As someone who's used Lucene and Solr extensively, my biggest wishlist item has been support for upgrades. Typically Lucene (and Solr, and ES) indexes cannot be upgraded to new versions (it is possible in some cases, but let's ignore that for convenience). For many large projects, reindexing is a very expensive (and sometimes impossible) ordeal.
There are cases where this will probably never be possible (fields with lossy indexing where the datatype's indexing algorithm changed), but in many cases all the information is there, and it would be really nice if such indexes could be identified and upgraded.
Tantivy is great! I was using Postgres FTS with trigrams to index a few hundred thousand address strings for a project of mine [0], but this didn’t scale as well as I’d hoped with a couple million addresses. Replaced it with the tantivy cli [1] and it works a charm (ms searches on a single core vm).
This is nice, I used Solr for a while and it worked well but I hated the Java underneath it, and some aspects of it seemed needlessly slow. But, I think this is still a 20th century style of search engine and we need more modern approaches. Especially, those of us with small datasets compared to internet search behemoths can probably take an effiency hit to get more useful results.
What I really want is being able to index documents in multiple languages. Not all my users use the same language, and I don't want their documents and queries to assume English (for stop words, stemming, etc). This is a limitation of most search libraries at this point.
You have a big list of separate libraries providing support for a variety of languages? Great. Unfortunately that doesn't help me make a real multi-language app though. Doing that work right now, with multiple indexes and routing the query, seems very difficult.
I ‘m using https://stork-search.net for my static website search, but it’s no longer maintained. So yeah, Tantivy would be a great candidate to replace it! :)
In practice, a combination of full text and vector databases often gives superior performance than just one of the types. It's called hybrid search. Here's an article that talks a bit about this: https://opster.com/guides/opensearch/opensearch-machine-lear...

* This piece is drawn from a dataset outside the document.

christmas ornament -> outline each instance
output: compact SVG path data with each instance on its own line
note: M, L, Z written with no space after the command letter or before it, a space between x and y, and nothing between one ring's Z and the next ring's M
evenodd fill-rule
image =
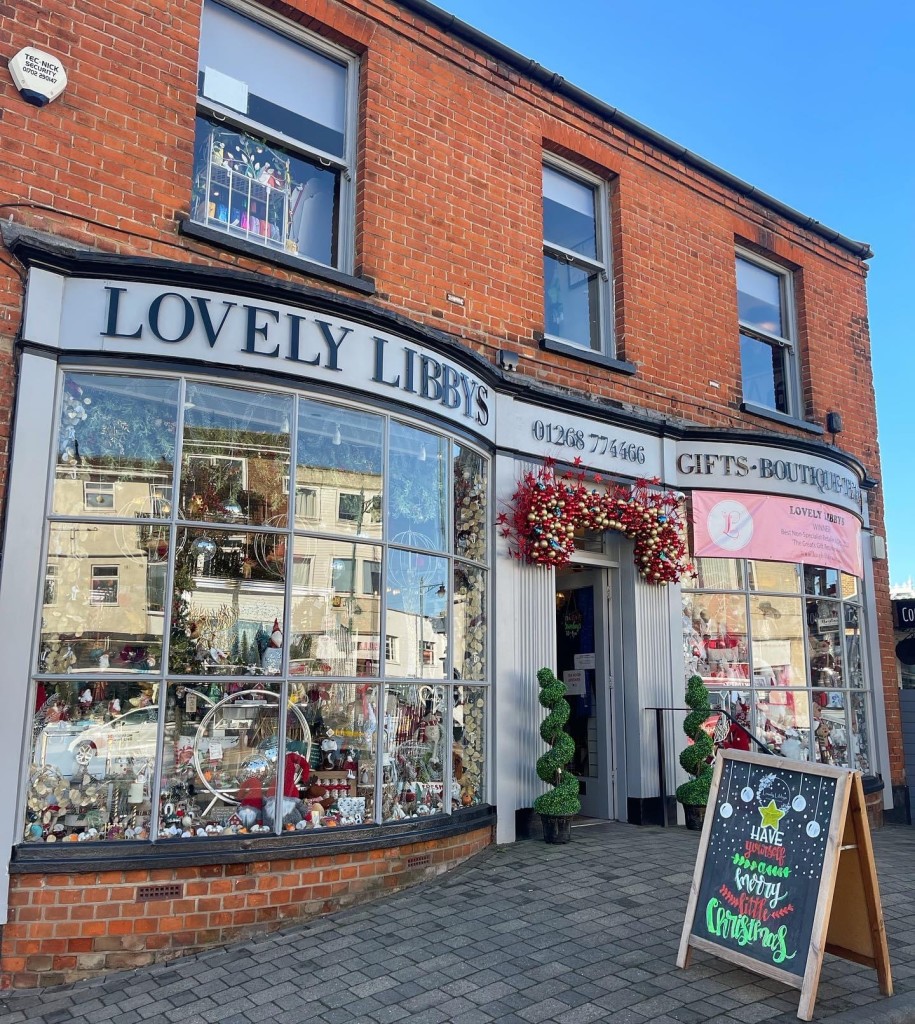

Often you take the results from both vector search and lexical search and merge them through algorithms like Reciprocal Rank Fusion.
You can think of a full-text index as being like a vector database that's highly specialized and optimized for the use-case where your documents and queries are both represented as "bags of words", i.e. very high-dimensional and very sparse.
Which works great when you want to retrieve documents that actually contain the specific keywords in your search query, as opposed to using embeddings to find something roughly in the same semantic ballpark.
Vector databases are good for documents, but if you have a fact database or some other more succinct information store, it's quite slow to retrieve compared to trigram/full text while often performing worse.
I'm able to host a service on a Pi at home with full-text search and a regular peak load of a few rps (not much, admittedly), with a CPU that barely spikes above a few percent. I've load tested searches on the Pi up to ~100rps and it held up. I keep thinking I should write up my experiences with it. It was pretty much a drop-in, super-useful library and the team was very responsive with bug reports, of which there were very few.
If you want to see how responsive the search is on such a small device, try clicking the labels on each story -- it's virtually instantaneous to query, and this is hitting up to 10 years * 12 months of search shards! https://progscrape.com/?search=javascript
I'd recommend looking at it over Lucene for modern projects. I am a big fan, as you might be able to tell. Given how well it scales on a tiny little ARM64, I'd wager your experiences on bigger iron will be even more fantastic.